In the first week of the attack that began on 7 October, Israeli fighter jets bombed the headquarters of the two main telecommunication companies as well as their infrastructure across Gaza.
Since then, residents have been facing partial blackouts, struggling to make phone calls, send text messages, or access the internet.
But on 27 October, Israel cut all communication networks across the blockaded enclave, leaving the more than 2.3 million residents in a complete blackout, unable to communicate with each other or call civil defence services or ambulances.
Although the networks were partially back around 36 hours later, the complete blackout has been imposed again several times for multiple hours ever since.
"We tried to call an ambulance several times. Although the Red Crescent headquarters is only a few metres away from the school, we could not reach out to them. So her brothers and cousins carried her to the al-Quds hospital [around 200 metres away]," Ubaid said.
But Jendiya was already dead by the time she reached the hospital.
Medics at the hospital wrapped her body in a shroud and put it in a large bag before they transferred it to al-Shifa hospital, Ubaid said.
Her relatives could not go with them to continue the last procedures and attend her burial as the bombing was still continuing. The medics refused to take them for fear that the ambulance would be hit by an air strike or an artillery shell, as happened in other incidents, he said.
"Her children could not go with them to al-Quds hospital. They left them here in the school. Today, after their mother was killed, everyone is trying to take care of them. They are still very young.
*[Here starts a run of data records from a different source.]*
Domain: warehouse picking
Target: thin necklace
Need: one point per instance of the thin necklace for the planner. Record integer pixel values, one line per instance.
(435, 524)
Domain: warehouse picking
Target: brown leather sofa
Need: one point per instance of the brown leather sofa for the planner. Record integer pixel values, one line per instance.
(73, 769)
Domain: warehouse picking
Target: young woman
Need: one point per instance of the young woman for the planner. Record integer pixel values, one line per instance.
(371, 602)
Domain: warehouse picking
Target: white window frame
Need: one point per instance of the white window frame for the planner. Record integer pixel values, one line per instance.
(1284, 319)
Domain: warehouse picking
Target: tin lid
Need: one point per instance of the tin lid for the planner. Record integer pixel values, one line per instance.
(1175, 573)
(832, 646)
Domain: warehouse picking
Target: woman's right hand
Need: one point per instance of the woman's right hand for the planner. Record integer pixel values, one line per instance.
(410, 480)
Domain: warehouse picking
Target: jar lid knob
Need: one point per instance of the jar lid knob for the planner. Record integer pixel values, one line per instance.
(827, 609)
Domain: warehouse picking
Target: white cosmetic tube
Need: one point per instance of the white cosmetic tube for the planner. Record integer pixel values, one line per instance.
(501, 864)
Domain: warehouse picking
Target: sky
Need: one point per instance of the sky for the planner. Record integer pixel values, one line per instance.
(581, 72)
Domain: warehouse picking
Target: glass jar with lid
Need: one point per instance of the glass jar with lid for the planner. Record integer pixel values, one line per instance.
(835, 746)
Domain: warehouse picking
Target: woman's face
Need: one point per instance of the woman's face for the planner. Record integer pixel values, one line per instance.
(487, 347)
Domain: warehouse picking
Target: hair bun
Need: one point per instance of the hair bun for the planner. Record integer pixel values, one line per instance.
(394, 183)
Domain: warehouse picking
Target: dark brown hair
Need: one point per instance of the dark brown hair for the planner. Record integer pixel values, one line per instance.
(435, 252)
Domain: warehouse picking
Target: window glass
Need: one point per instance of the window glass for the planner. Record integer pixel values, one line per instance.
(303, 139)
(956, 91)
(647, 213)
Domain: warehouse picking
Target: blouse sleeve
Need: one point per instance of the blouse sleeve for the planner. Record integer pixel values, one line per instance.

The oldest is only around 11 years old."
Hospitals under attack
As of Friday, at least 35 ambulances had been destroyed, 198 healthcare professionals killed, and 135 hospitals and medical facilities targeted in Israel's bombardment of the strip, according to the Palestinian Ministry of Health in Gaza.
On Friday alone, six hospitals across the coastal enclave were targeted by Israeli air strikes, artillery shells and snipers, including al-Quds hospital, al-Nasr Hospital for Children, the Indonesian Hospital, al-Rantissi hospital, and al-Shifa hospital, which remains under siege as of Saturday morning.
Of the 35 hospitals around the strip, at least 22 have stopped working due to the recurring attacks and the lack of fuel.
'We can be targeted at any moment, even when we are inside the classrooms'
- Ahmed abu Riziq, displaced Palestinian
Because residents of Gaza remain at risk even in the two relatively safest places - hospitals and Unrwa schools - many displaced people say they wish to return home as "every place is bombed".
"If my home was not severely damaged and rendered uninhabitable, I would certainly return home because there is no need to stay here," Ahmed Abu Riziq, who has taken refuge at Tal al-Hawa school, told MEE.
"The situation is dire. No aid or food is provided, we struggle to fill a few bottles of water from the nearby [al-Quds] hospital every day, and, most importantly, we can be targeted at any moment, even when we are inside the classrooms.
"I swear to God, if my home was not damaged and the way home was safe, I would not stay here for one day," he said.
"You tell me UN [facilities] are supposed to be safe? Try to spend one night here while they are bombing the neighbourhood and let me know how safe you feel."